Unified Flavor Symmetry from warped dimensions

TL;DR

This paper presents a model using warped extra dimensions with a unified flavor symmetry to explain fermion masses and mixings, highlighting how small symmetry breakings can lead to observed hierarchies and mixing patterns.

Contribution

It introduces a scenario where a common flavor symmetry in warped dimensions accounts for all SM fermion masses and mixings, including neutrinos, with hierarchical structures emerging from exponential sensitivities.

Findings

Hierarchical fermion masses arise from small symmetry breakings.

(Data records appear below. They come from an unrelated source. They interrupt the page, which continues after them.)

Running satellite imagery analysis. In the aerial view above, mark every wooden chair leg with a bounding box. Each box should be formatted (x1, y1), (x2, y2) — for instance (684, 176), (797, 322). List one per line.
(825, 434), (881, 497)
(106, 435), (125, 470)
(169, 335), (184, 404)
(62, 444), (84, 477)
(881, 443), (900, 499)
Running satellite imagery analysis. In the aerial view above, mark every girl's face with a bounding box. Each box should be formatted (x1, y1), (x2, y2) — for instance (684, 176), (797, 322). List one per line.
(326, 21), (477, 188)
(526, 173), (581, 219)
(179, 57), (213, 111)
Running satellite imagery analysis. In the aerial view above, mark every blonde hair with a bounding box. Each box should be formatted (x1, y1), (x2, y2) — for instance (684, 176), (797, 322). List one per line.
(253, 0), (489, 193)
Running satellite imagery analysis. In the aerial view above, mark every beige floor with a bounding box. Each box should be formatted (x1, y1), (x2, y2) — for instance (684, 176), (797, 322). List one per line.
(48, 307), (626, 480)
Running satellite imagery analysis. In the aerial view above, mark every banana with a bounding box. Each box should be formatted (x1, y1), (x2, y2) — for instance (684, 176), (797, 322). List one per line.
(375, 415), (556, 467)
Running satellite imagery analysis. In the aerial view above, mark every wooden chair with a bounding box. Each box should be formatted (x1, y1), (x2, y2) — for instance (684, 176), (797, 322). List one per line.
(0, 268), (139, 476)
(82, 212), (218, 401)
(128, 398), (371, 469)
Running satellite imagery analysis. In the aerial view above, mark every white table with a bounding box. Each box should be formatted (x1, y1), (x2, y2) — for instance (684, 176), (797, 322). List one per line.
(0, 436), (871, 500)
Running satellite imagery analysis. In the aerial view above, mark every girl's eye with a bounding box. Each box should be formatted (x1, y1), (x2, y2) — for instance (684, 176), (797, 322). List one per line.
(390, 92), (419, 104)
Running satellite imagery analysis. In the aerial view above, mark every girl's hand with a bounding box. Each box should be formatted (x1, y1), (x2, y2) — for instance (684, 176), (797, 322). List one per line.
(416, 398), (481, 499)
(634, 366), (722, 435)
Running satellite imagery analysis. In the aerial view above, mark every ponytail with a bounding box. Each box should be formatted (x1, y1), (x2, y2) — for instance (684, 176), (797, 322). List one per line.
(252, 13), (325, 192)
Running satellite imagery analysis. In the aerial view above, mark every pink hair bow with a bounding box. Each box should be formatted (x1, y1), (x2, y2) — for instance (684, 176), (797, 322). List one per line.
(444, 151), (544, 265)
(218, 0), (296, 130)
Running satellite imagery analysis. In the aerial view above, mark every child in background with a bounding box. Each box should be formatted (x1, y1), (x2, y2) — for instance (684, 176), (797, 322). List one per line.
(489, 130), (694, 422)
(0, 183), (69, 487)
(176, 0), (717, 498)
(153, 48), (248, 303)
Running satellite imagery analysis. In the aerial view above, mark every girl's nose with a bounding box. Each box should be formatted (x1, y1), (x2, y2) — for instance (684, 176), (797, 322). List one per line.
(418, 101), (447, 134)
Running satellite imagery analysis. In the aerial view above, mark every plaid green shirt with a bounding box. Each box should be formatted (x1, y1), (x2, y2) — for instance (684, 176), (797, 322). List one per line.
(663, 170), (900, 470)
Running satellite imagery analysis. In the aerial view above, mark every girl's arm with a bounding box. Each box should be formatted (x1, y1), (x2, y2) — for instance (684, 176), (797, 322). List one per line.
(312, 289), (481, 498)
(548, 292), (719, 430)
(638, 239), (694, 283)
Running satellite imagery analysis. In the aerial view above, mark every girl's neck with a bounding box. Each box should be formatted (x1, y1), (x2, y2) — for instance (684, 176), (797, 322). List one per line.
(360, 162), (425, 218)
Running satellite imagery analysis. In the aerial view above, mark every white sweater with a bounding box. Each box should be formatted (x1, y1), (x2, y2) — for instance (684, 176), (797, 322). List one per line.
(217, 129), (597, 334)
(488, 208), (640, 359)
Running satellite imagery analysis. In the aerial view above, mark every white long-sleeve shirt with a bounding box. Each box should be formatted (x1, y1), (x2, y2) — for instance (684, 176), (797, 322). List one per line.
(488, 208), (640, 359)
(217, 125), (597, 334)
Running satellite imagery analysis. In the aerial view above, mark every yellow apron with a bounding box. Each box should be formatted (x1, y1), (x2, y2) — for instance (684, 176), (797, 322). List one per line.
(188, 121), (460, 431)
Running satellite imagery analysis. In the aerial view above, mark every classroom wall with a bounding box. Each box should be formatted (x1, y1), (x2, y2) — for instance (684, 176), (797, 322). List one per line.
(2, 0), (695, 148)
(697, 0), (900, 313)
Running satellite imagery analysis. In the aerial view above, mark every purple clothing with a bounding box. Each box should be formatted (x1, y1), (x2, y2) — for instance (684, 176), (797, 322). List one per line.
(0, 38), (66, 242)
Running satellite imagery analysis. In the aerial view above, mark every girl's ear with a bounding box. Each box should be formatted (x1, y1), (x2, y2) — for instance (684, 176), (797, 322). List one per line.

Neutrino flavor structure reflects the fundamental symmetry.

Quark sector shows effects of symmetry breaking.

Abstract

We propose a scenario which accommodates all the masses and mixings of the SM fermions in a model of warped extra-dimensions with all matter fields in the bulk. In this scenario, the same flavor symmetric structure is imposed on all the fermions of the Standard Model (SM), including neutrinos. Due to the exponential sensitivity on bulk fermion masses, a small breaking of the symmetry can be greatly enhanced and produce seemingly un-symmetric hierarchical masses and small mixing angles among the charged fermion zero-modes (SM quarks and charged leptons) and wash-out the obvious effects of the symmetry. With the Higgs field leaking into the bulk, and Dirac neutrinos sufficiently localized towards the UV boundary, the neutrino mass hierarchy and flavor structure will still be largely dominated by the fundamental flavor structure. The neutrino sector would then reflect the fundamental flavor structure, whereas the quark sector would probe the effects of the flavor symmetry breaking sector. As an example, we explore these features in the context of a family permutation symmetry imposed in both quark and lepton sectors.